# Polynomial Regression and Overfitting

This notebook explores polynomial regression and the bias-variance tradeoff. We'll visualize how model complexity affects overfitting and underfitting, and learn to identify the optimal model complexity.

Topics covered:
1. Creating synthetic non-linear data
2. Implementing and fitting polynomial regression models
3. Visualizing underfitting, good fit, and overfitting
4. Analyzing the bias-variance tradeoff
5. Finding the optimal polynomial degree

In [43]:
import numpy as np
import matplotlib.pyplot as plt
import sys
import os
from sklearn.model_selection import train_test_split
from sklearn.metrics import mean_squared_error, r2_score

# Add the parent directory to sys.path to import our custom modules
module_path = os.path.abspath(os.path.join('..'))
if module_path not in sys.path:
    sys.path.append(module_path)

# Import our implementations
from models.polynomial_regression import PolynomialRegression
from utils.plotting import plot_regression_results, plot_overfitting_curve
from datasets.data_utils import generate_synthetic_data, train_test_split

# Set random seed for reproducibility
np.random.seed(42)

## 1. Generating Non-Linear Data

Let's create synthetic data with a non-linear relationship to demonstrate polynomial regression.

In [None]:
def generate_nonlinear_data(n_samples=100, function_type='polynomial', noise=0.5, x_range=(-3, 3)):
    """Generate synthetic non-linear data."""
    # Generate x values within the specified range
    X = np.linspace(x_range[0], x_range[1], n_samples)
    
    # Generate y based on the function type
    if function_type == 'polynomial':
        # y = 0.5*x^3 - 2*x^2 + 1.5*x + 2 + noise
        y = 0.5 * X**3 - 2 * X**2 + 1.5 * X + 2
    elif function_type == 'sine':
        # y = sin(x) + 0.5*x + noise
        y = np.sin(2 * X) + 0.5 * X
    elif function_type == 'exponential':
        # y = e^(0.5*x) + noise
        y = np.exp(0.5 * X)
        # Clip extreme values
        y = np.clip(y, 0, 100)  
    else:
        raise ValueError(f"Unknown function type: {function_type}")
    
    # Add noise
    y += np.random.randn(n_samples) * noise
    
    return X, y

# Generate data for a polynomial function
X_poly, y_poly = generate_nonlinear_data(n_samples=100, function_type='polynomial', noise=1.0)

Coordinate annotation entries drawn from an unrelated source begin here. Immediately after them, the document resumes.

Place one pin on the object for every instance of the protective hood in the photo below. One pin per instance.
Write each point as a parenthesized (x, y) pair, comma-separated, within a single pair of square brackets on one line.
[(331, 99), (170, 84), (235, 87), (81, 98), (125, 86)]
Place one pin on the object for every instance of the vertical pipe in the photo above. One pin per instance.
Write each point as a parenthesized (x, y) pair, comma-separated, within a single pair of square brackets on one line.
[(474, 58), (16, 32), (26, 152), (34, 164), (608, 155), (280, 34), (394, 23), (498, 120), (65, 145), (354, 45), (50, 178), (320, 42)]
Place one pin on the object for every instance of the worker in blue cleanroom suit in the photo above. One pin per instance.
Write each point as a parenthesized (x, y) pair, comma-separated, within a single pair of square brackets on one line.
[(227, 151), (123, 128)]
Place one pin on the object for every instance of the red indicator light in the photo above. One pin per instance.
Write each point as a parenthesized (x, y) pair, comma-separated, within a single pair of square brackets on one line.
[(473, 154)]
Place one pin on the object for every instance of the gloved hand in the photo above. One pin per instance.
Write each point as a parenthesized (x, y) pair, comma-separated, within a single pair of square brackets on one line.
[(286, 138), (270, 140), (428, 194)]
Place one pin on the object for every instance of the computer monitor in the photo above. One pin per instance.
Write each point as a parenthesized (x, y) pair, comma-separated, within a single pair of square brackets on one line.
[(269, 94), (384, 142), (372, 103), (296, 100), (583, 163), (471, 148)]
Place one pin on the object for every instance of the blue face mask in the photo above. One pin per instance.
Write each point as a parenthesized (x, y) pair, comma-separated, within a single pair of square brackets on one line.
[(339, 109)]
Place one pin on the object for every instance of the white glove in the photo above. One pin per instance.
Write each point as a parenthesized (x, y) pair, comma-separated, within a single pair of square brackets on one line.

# Generate data for a sine function
X_sine, y_sine = generate_nonlinear_data(n_samples=100, function_type='sine', noise=0.3)

# Plot the data
plt.figure(figsize=(15, 6))

plt.subplot(1, 2, 1)
plt.scatter(X_poly, y_poly, alpha=0.7)
plt.title('Polynomial Function Data')
plt.xlabel('X')
plt.ylabel('y')
plt.grid(True)

plt.subplot(1, 2, 2)
plt.scatter(X_sine, y_sine, alpha=0.7)
plt.title('Sine Function Data')
plt.xlabel('X')
plt.ylabel('y')
plt.grid(True)

plt.tight_layout()
plt.show()

## 2. Polynomial Regression with Different Degrees

Let's fit polynomial regression models of different degrees to see how the fit changes.

In [None]:
# First, check if input data contains NaNs
import numpy as np

# Check and clean input data
print(f"NaNs in X_poly: {np.isnan(X_poly).any()}")
print(f"NaNs in y_poly: {np.isnan(y_poly).any()}")

# Clean data if needed
X_poly = np.nan_to_num(X_poly)
y_poly = np.nan_to_num(y_poly)

# Split the polynomial data into training and validation sets
X_train_poly, X_val_poly, y_train_poly, y_val_poly = train_test_split(X_poly, y_poly, test_size=0.3, random_state=42)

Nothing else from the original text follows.